This blog is for learners of American English who want to improve their pronunciation.
You can submit a question by using the “comments” link at the bottom of any post.
So, who I am? A language teacher with Master’s degrees in ESL (English as a Second Language) and Hispanic Linguistics from the University of Minnesota. Over 25 years ago I started out tutoring international college students (studying in Minnesota), and since then I have gone on to teach English and Spanish from beginner to advanced levels. My favorite area has always been pronunciation.
2 thoughts on “Pronunciation Coach Intro”
Many thanks for your entries. I run into your blog when I have lately learned about the IPA system. Many people talk about it with a variety of symbols, markers, and in-mouth locations. I got so confused that I almost gave up on improving my pronunciation – sometimes I got my tongue worn out from reciting tongue twisters like “She sells seashells–.” Your classification with sub-groups, coming out from your experience, sounds reasonable to a native speaker in Japanese especially when I try to locate them in my tongue, lips, mouth and throat.
I am afraid that some impatient might be already waiting for a release of a follow-up to Vowel Sequences 1, but I am a slow learner having a hard time reconciling AHD’s 48 pronunciation markers with those of yours and other dictionaries’ including Merriam-Webster and Longman- I am unable to part with the Heritage.

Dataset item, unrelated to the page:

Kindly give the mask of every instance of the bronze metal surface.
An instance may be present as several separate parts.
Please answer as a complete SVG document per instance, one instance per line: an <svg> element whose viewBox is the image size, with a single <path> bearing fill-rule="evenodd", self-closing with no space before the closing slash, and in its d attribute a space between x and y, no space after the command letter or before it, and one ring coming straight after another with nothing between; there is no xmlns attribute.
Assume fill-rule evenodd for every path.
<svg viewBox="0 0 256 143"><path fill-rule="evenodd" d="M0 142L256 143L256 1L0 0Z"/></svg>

Please take your time while I am yet grappling with what you have kindly released over time. Hopefully I will be in time. Have a good day! With a deep gratitude.
Yes! It is kind of crazy trying to figure out how to pronounce English with all of the different resources — there are so many different systems that have been developed. Some of the resources reflect differences between different dialects of English, and that can make it extra confusing for learners. In addition, there may be subtle phonetic distinctions, that the linguists notice, but most people don’t really notice, and it won’t interfere with the basic clarity of your speech if you don’t know about it, so trying to figure out all of those details can make the language learning process even more complicated and frustrating. One thing to keep in mind is that some of the very fine differences in vowel sounds are incidental — which means they will happen automatically as a result of being adjacent to certain consonants or vowels — so it is not something you need to worry about training yourself to do.
This is why I am trying to keep it as straightforward as possible for the learners. If you can learn the basic vowel system the way I have explained it, that will give you a good solid foundation, and your speech will be clear and comprehensible.